07 de julho, 2015 - Belém

As propostas antiajuste


O governo precisará de uma articulação política bastante habilidosa para desarmar certas “bombas” que podem implodir o ajuste fiscal, em fase de conclusão no Congresso. Isso porque algumas propostas aprovadas por parlamentares colocam em risco o êxito dos planos do governo para pôr as contas públicas em ordem. E, se implementadas, podem implicar total colapso orçamentário. 

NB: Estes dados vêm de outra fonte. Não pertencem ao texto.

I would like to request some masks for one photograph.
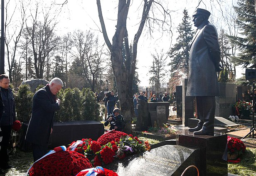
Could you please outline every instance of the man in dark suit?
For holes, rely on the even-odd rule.
[[[59,109],[61,101],[57,98],[56,94],[63,86],[62,81],[54,78],[34,95],[32,115],[25,139],[32,143],[34,162],[47,153],[52,132],[53,116],[55,111]]]
[[[187,96],[194,96],[199,121],[189,130],[195,135],[212,135],[214,132],[215,96],[219,94],[217,72],[220,50],[215,27],[208,21],[211,13],[197,9],[193,22],[197,30],[190,45]]]
[[[0,110],[0,114],[1,115],[0,117],[0,128],[2,130],[1,136],[2,136],[2,140],[0,142],[0,168],[3,169],[12,167],[8,164],[8,147],[10,142],[12,125],[16,120],[14,95],[12,90],[9,87],[10,84],[10,80],[7,75],[0,75],[1,94],[3,101],[0,103],[0,105],[2,104],[1,110]],[[4,104],[3,106],[2,102]]]

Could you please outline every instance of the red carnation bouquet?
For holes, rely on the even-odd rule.
[[[112,140],[101,147],[102,150],[96,153],[92,161],[94,166],[102,166],[111,163],[115,159],[119,159],[127,156],[144,152],[150,149],[150,145],[148,141],[143,142],[136,137],[132,134],[121,136],[118,139]]]
[[[98,138],[97,142],[102,146],[106,145],[112,141],[119,141],[121,136],[126,136],[128,134],[125,132],[113,130],[102,134]]]
[[[76,176],[81,171],[92,167],[84,155],[74,151],[61,151],[34,163],[28,175]]]
[[[73,141],[69,145],[67,150],[74,151],[84,155],[85,154],[86,151],[87,154],[94,154],[101,149],[101,145],[91,139],[82,139],[81,141]]]
[[[15,132],[18,132],[21,128],[21,123],[19,120],[16,120],[13,122],[13,124],[12,126],[12,128]]]
[[[246,147],[244,142],[237,138],[228,136],[227,143],[229,160],[236,159],[245,152]],[[230,158],[231,155],[235,156],[234,158]]]

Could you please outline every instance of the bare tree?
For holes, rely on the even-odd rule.
[[[85,83],[95,92],[103,70],[104,45],[100,46],[98,37],[90,31],[85,34],[80,30],[71,35],[72,42],[76,49],[74,55],[82,67]]]
[[[160,91],[160,84],[164,81],[166,75],[166,54],[162,49],[160,52],[155,49],[155,53],[151,54],[153,58],[153,64],[150,67],[149,72],[153,74],[150,78],[150,83],[155,87],[155,92]]]
[[[18,45],[20,41],[20,37],[22,36],[22,31],[26,20],[26,9],[24,7],[23,1],[21,1],[20,2],[20,7],[18,7],[16,5],[12,12],[9,11],[10,0],[7,2],[5,7],[5,12],[7,14],[4,25],[5,28],[5,37],[6,39],[5,43],[7,49],[7,56],[8,66],[8,71],[10,82],[12,83],[15,86],[17,86],[17,82],[20,81],[20,80],[16,79],[21,79],[21,78],[19,76],[18,73],[16,75],[16,76],[15,78],[16,79],[14,79],[14,78],[13,78],[12,73],[15,68],[14,67],[15,67],[15,71],[17,71],[17,66],[20,66],[20,63],[17,63],[15,57]],[[19,23],[15,22],[15,24],[13,23],[14,21],[13,16],[17,9],[20,11],[21,18]],[[10,15],[8,15],[8,14],[10,14]]]
[[[36,5],[34,13],[30,13],[32,26],[26,22],[26,29],[28,34],[28,41],[33,51],[33,63],[37,78],[43,78],[44,71],[47,64],[47,78],[49,73],[49,55],[56,49],[60,38],[56,36],[54,28],[57,24],[56,18],[58,14],[52,14],[51,9],[44,12],[43,10],[44,21],[38,20],[39,4]]]
[[[132,102],[133,95],[132,85],[135,72],[139,39],[146,22],[148,22],[147,24],[148,24],[150,31],[151,32],[153,29],[151,25],[153,23],[160,24],[161,28],[164,29],[165,28],[164,24],[166,24],[168,18],[170,18],[169,11],[165,9],[158,1],[143,0],[142,14],[139,22],[139,28],[134,36],[133,44],[130,52],[128,32],[126,28],[126,20],[130,1],[130,0],[118,1],[116,29],[113,36],[111,44],[107,35],[101,10],[101,1],[97,0],[98,11],[103,36],[108,49],[111,53],[111,60],[116,81],[120,108],[122,114],[124,115],[126,123],[124,130],[128,133],[130,133],[131,131],[131,111],[133,110]],[[153,4],[156,5],[155,8],[151,8]],[[153,12],[152,13],[152,16],[149,15],[150,9],[160,10],[163,16],[163,19],[160,20],[156,18]],[[167,29],[170,29],[170,28]],[[125,44],[126,51],[124,59],[122,52],[123,43]]]

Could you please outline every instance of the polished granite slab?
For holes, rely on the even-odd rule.
[[[227,175],[227,135],[214,132],[212,136],[194,135],[187,130],[178,132],[177,144],[188,147],[199,149],[199,170],[200,176]]]
[[[177,145],[165,145],[140,154],[115,160],[104,167],[116,172],[119,176],[180,176],[187,167],[199,166],[199,150]],[[196,176],[194,168],[184,176]]]

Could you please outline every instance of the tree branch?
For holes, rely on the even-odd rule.
[[[109,39],[108,39],[108,34],[107,34],[107,31],[106,31],[106,28],[105,26],[105,23],[104,22],[104,19],[103,19],[103,16],[102,15],[102,11],[101,10],[101,5],[100,0],[97,0],[97,7],[98,7],[98,17],[99,18],[100,22],[101,22],[101,25],[103,37],[104,37],[104,39],[105,40],[105,42],[106,42],[107,46],[111,52],[112,51],[112,45],[111,43],[110,43]]]

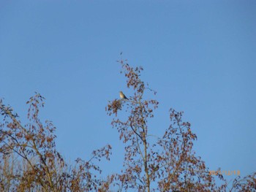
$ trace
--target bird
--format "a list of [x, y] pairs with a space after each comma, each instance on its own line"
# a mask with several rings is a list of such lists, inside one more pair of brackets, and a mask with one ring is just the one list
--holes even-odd
[[122, 91], [119, 92], [120, 98], [129, 100], [129, 99], [123, 93]]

A aprovação de uma fórmula para o Fator Previdenciário, após o veto da presidente Dilma Rousseff à fórmula 85/95, é um dos primeiros desafios do Palácio do Planalto. A edição de uma medida provisória com regra semelhante não enterrou a possibilidade de derrubada do veto. Se levada a cabo, a regra aprovada pelos parlamentares causará um impacto de R$ 40 bilhões em dez anos, segundo cálculos do governo.

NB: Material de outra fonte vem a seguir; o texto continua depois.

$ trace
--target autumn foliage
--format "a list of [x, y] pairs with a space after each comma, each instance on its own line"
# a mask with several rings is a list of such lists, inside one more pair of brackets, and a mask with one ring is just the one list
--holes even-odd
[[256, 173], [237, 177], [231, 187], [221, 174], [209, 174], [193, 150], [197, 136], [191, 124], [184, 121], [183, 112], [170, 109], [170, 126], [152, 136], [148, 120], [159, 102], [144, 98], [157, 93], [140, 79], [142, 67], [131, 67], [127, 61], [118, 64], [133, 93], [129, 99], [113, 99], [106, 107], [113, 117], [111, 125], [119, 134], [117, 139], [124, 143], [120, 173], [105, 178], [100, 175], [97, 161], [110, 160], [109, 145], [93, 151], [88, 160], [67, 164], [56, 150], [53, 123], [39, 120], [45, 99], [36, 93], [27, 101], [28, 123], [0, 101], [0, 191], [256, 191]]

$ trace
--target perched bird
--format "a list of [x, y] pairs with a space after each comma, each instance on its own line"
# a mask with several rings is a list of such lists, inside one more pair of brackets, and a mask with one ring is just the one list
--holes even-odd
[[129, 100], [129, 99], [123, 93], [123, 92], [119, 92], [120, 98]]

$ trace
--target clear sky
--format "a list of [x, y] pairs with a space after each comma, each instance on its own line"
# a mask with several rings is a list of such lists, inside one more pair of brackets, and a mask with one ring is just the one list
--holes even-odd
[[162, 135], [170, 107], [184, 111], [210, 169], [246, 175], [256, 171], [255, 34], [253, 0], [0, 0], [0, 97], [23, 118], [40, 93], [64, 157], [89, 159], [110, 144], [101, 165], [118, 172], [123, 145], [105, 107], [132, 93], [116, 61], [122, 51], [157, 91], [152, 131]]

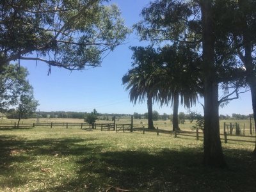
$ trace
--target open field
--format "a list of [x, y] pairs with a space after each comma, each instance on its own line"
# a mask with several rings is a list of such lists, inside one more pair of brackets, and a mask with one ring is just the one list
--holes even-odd
[[[109, 117], [109, 119], [111, 118]], [[131, 124], [131, 117], [122, 118], [116, 118], [116, 124]], [[6, 123], [12, 123], [14, 122], [17, 123], [18, 120], [12, 120], [12, 119], [5, 119], [2, 120], [0, 119], [0, 124], [6, 124]], [[31, 118], [31, 119], [24, 119], [20, 120], [20, 124], [31, 124], [36, 123], [36, 119]], [[77, 119], [77, 118], [40, 118], [40, 123], [77, 123], [81, 124], [84, 122], [83, 119]], [[111, 120], [97, 120], [96, 124], [108, 124], [112, 123]], [[193, 125], [195, 125], [195, 121], [194, 120], [192, 123], [189, 122], [189, 120], [186, 120], [184, 124], [180, 124], [179, 127], [182, 131], [191, 131], [191, 128]], [[250, 134], [250, 120], [221, 120], [220, 121], [220, 132], [223, 133], [223, 125], [224, 122], [226, 122], [227, 124], [229, 124], [230, 123], [235, 124], [238, 123], [240, 125], [241, 129], [243, 130], [243, 126], [244, 125], [245, 127], [245, 133], [246, 135]], [[253, 119], [252, 120], [252, 127], [254, 127]], [[159, 127], [161, 129], [164, 130], [172, 130], [172, 124], [170, 120], [157, 120], [154, 122], [154, 126], [156, 127]], [[134, 119], [134, 126], [138, 127], [147, 127], [147, 119]], [[253, 133], [255, 133], [255, 129], [253, 129]]]
[[218, 170], [202, 140], [155, 132], [6, 129], [0, 143], [1, 191], [255, 191], [254, 143], [223, 143]]

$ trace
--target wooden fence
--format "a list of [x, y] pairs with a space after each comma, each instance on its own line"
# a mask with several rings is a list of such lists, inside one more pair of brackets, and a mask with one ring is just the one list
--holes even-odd
[[116, 132], [119, 131], [125, 132], [132, 132], [132, 124], [117, 124], [116, 125]]
[[115, 131], [115, 124], [102, 124], [101, 131]]
[[[173, 132], [172, 131], [167, 131], [163, 129], [159, 129], [158, 127], [155, 130], [148, 130], [147, 129], [143, 128], [134, 128], [133, 131], [141, 131], [143, 134], [145, 132], [156, 132], [156, 135], [161, 134], [168, 134], [170, 135], [174, 136], [175, 138], [177, 136], [186, 136], [186, 137], [193, 137], [196, 140], [199, 138], [204, 138], [204, 132], [196, 130], [196, 131], [177, 131]], [[243, 136], [243, 135], [236, 135], [236, 134], [227, 134], [227, 133], [220, 134], [221, 140], [223, 140], [225, 143], [227, 143], [228, 141], [237, 141], [237, 142], [246, 142], [246, 143], [255, 143], [255, 136]], [[247, 139], [247, 140], [246, 140]]]

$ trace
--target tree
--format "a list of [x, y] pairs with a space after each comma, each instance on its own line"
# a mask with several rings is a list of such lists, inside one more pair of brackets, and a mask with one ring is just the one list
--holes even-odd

A extensão do sistema de reajuste do salário mínimo às aposentadorias do INSS significará um custo adicional de R$ 9,2 bilhões ao ano. A medida foi inserida na MP nº 672 pelos deputados e será analisada esta semana pelos senadores. Cabe ao governo convencê-los a rejeitar esse dispositivo e reverter o quadro depois novamente na Câmara. Caso contrário, só restará o veto presidencial.

O reajuste aprovado para os servidores do Judiciário, em percentual que varia de 58% a 78%, é outro disparo contra a estabilidade da economia. Aplicados, tais índices representarão um prejuízo de R$ 25,7 bilhões em três anos. O Planalto já antecipou que vai vetar o projeto e negociar percentuais bem menores com a categoria. A intenção é propor aumento de 21,3% parcelado em três anos, proposta já oferecida aos servidores do Executivo e rejeitada. 

O projeto de lei que muda o cálculo de correção do FGTS alterando a fórmula de rendimento anual de 3% mais Taxa Referencial (TR) para o mesmo índice de correção da caderneta de poupança será apreciado esta semana na Câmara. Atualmente, o saldo do Fundo está em torno de R$ 400 bilhões. Numa conta rápida, a mudança pode gerar um desembolso anual extra superior a R$ 10 bilhões.

O governo vai ter que esperar. O projeto que reverte o programa de desoneração chegou na semana passada ao Senado, mas deve enfrentar dificuldades para sair. Para começar, está sendo difícil encontrar alguém que aceite o posto de relator da matéria, já que seu papel será basicamente o de barrar novas tentativas de amenizar o efeito da medida. 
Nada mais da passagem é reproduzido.